Surowiecki again proves to be a font of conventional wisdom when he writes that “a failure to raise the debt ceiling . . . would almost certainly throw the economy back into recession.” He and others overlook the fact that when the U.S. was in breach of the debt ceiling for more than four months in the mid-1990s, what followed were some of the nation’s greatest years for economic growth. The debt-ceiling breach was certainly not responsible for this growth, but it shows that a breach of the debt ceiling need not spell economic doom, particularly if the showdown ends in a package that boosts growth or makes long-term fiscal fixes.

Surowiecki would be wise to reread his own words from The Wisdom of Crowds on how the collective judgment of average citizens often proves more prescient than the prescriptions of the technocratic elite. “Most political decisions are not simply decisions about how to do something,” he wrote. “They are decisions about what to do, decisions that involve values, trade-offs and choices about what kind of society people should live in.”

The debt-ceiling debate has largely been about just that.
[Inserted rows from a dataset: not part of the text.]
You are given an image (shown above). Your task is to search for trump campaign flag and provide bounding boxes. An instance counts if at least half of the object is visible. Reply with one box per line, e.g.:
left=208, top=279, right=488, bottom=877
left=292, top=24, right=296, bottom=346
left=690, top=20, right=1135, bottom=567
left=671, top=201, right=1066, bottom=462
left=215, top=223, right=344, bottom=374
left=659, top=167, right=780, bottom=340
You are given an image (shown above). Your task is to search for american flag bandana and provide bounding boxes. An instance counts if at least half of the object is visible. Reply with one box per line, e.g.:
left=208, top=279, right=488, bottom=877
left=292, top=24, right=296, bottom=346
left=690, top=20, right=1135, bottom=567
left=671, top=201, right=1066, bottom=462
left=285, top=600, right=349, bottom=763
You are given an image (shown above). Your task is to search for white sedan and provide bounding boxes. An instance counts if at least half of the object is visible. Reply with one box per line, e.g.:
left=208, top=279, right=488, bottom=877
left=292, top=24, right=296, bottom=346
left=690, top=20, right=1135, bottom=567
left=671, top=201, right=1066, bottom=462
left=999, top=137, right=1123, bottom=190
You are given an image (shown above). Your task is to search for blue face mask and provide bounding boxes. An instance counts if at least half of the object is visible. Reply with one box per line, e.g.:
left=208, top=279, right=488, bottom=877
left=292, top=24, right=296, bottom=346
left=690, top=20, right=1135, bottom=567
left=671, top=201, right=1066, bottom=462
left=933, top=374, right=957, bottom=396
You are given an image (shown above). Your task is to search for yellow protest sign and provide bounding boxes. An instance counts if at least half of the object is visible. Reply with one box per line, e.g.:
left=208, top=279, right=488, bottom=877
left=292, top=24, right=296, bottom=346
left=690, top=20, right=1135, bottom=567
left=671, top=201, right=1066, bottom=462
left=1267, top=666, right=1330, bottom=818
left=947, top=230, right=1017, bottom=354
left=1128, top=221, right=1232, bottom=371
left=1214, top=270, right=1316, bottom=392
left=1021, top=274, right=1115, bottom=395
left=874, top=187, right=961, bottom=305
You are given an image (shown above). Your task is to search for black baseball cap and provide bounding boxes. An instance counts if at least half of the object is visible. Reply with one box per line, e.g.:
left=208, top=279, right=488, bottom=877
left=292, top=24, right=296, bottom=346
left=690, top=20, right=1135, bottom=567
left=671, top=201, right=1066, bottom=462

As financial analyst Christopher Whalen writes in his latest column: “A few days or weeks of pain will raise the political temperature in Washington even further and bring all Americans into the proverbial kitchen for a long overdue family discussion about money. And that is a very good thing.” My colleague Wayne Crews and I have argued that this discussion should also encompass the size of the regulatory state.

The esteemed conservative economist Thomas Sowell recently lamented that the debt ceiling appears to have failed to control spending. But to paraphrase one of Sowell’s heroes, the 19th-century French economist Frédéric Bastiat, we cannot see the spending that is “not seen.” That is, spending would likely have been even higher without this limit in place.

The best argument for having a debt ceiling is one of Surowiecki’s arguments for abolishing it: that no European country, save one, has a debt limit in place. “Every other democratic country, with the exception of Denmark, does fine without one,” Surowiecki proclaims.

“Does fine”? Not having a debt limit has not served Greece particularly well.